Date of Award

6-2012

Document Type

Open Access

Degree Name

Bachelor of Arts

Department

Economics

First Advisor

Yufei Ren

Language

English

Keywords

counterfeit goods, consumer, goods, purchase intent

Abstract

The market for counterfeit luxury goods has been growing exponentially over the past several years, causing the luxury brand market to lose approximately $12 billion per year (International Chamber of Commerce 2004). In the United States, over 750,000 jobs are lost annually due to counterfeiting (US Chamber of Commerce 2006). This study hypothesizes that consumers with Social-Adjustive attitudes have a higher preference towards logos and will be generally indifferent towards authenticity, while Value-Expressive consumers prefer higher quality bags and are generally indifferent towards the presence of logos. Consumers’ degree of preference towards their respective variable (quality or logo) is slightly different in each control situation (i.e. logo is more important to Social-Adjustive consumers when bags are counterfeit as opposed to authentic).
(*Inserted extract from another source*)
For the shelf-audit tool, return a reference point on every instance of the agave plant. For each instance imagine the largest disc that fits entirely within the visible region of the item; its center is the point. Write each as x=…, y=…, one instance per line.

This paper examines the purchase intent for handbags varying by either logo or authenticity. The independent variables used to measure purchase intent (dependent variable) are consumers’ attitudes towards counterfeits and luxury goods: Value-Expressive and Social-Adjustive. Using survey data, 123 female Union College students are categorized by attitude. Responses from these categories determined the effects of attitudes on preferences. Purchase intent for four bag comparison questions (two per hypothesis) is measured using regression analysis. Attitude functions are regressed on purchase intent in different ways to measure their pure and joint effects of each attitude on purchase intent. My research expands on previous research by examining the effect of consumers’ attitudes on purchase intent when dealing with logo preference.